Website Designers know they need to pay attention to the valuable (and variable) aspects of human-computer interaction, but how does it benefit businesses to consider the user experience?
From a practical standpoint, businesses want their website to be their 24/7 sales force. Sites should quickly convey who they are, what they offer, why they are the best choice, and then inspire action. Is your call to action (CTA) clear? Is it the right CTA concerning the user’s stage in the buying cycle? All these items must be considered when designing or refreshing your site. Or your website simply won’t earn its keep because it’s not customer-centric.
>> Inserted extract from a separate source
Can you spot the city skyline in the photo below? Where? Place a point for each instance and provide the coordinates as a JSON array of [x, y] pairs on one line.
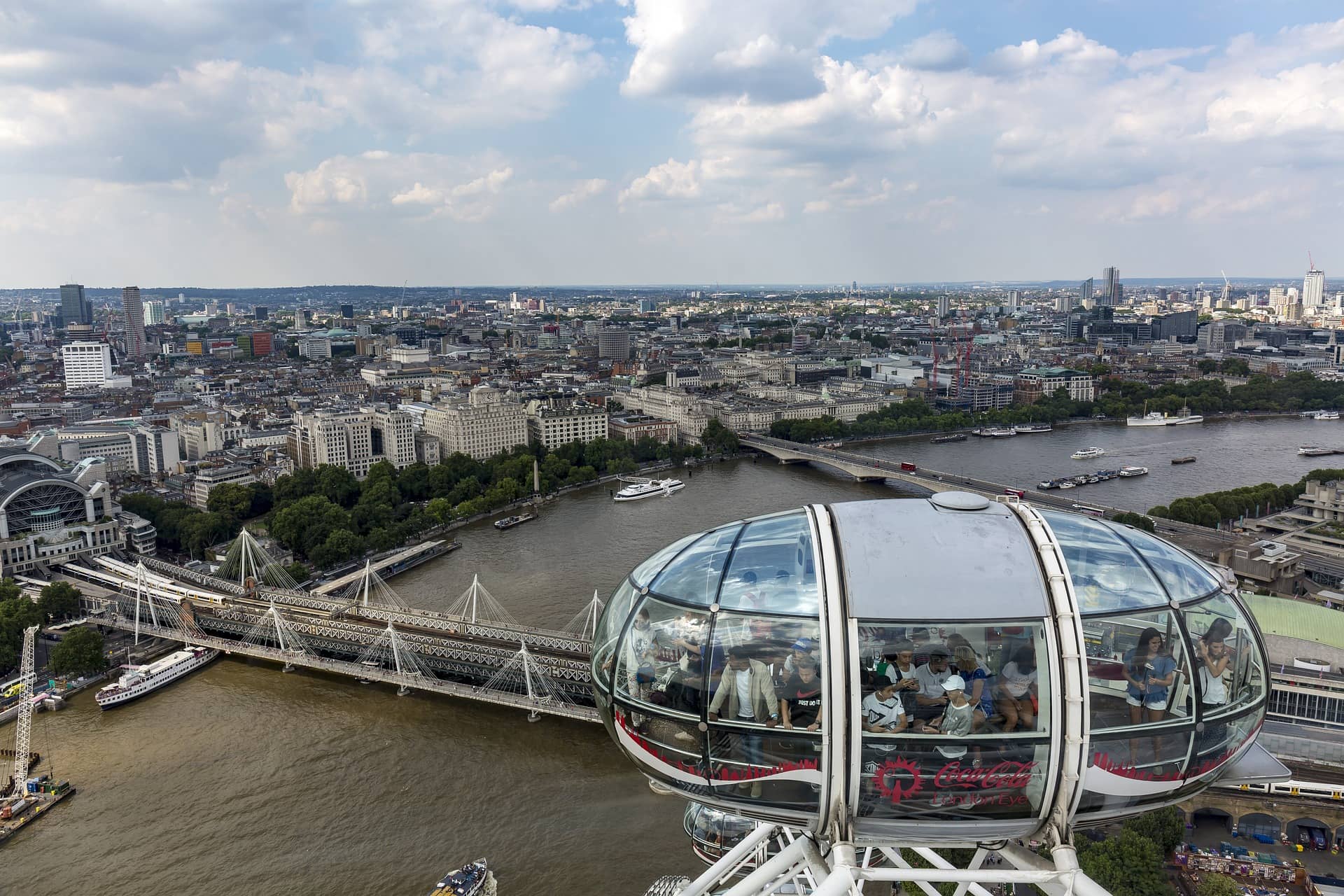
[[554, 143]]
UI is a subset of UX. The interface of a website directly affects the experience you have. If the navigation is confusing, the buttons are hard to find, or the information is presented inconsistently, the user will have difficulty with the website’s interface. This creates a poor overall web experience.
How about User Interface
Unless you’re already a rock phone number list star in your industry, there may be folks who aren’t familiar with your business name… yet. So make sure it’s clear who you are by showing your company name front and center.
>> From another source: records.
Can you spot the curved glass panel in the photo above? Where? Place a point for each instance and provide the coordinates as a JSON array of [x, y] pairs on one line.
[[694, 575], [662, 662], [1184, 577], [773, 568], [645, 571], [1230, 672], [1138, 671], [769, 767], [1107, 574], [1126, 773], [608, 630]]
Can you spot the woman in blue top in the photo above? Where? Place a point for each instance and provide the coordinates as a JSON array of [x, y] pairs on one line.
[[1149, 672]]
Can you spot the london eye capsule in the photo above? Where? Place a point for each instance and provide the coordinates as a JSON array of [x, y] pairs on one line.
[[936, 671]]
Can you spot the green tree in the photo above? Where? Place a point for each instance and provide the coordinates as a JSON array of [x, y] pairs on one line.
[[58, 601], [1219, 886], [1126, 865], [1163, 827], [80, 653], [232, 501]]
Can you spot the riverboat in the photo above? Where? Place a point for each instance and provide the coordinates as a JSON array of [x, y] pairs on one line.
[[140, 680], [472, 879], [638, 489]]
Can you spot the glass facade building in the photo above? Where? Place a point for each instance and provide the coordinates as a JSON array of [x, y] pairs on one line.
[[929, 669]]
Below your company name, consider a site description or tagline to explain the purpose of your site quickly and succinctly. Long-winded explanations need not apply. Rather, it’s a few words letting visitors know what you do, confirming they landed in the right place and staying awhile to check you out.
4. Don’t Get Lost
To get to the main sections of your website, a user will navigate using primary navigation buttons. It’s top-level, explaining how you have organized the site. You may also have secondary navigation as a way to sift through sub-pages.
Having both types of navigation appear globally on the site makes it easier for your visitor to jump to areas of greatest interest. When they do land on a sub-page, having the primary navigation area clearly marked helps them see their current location while poking around.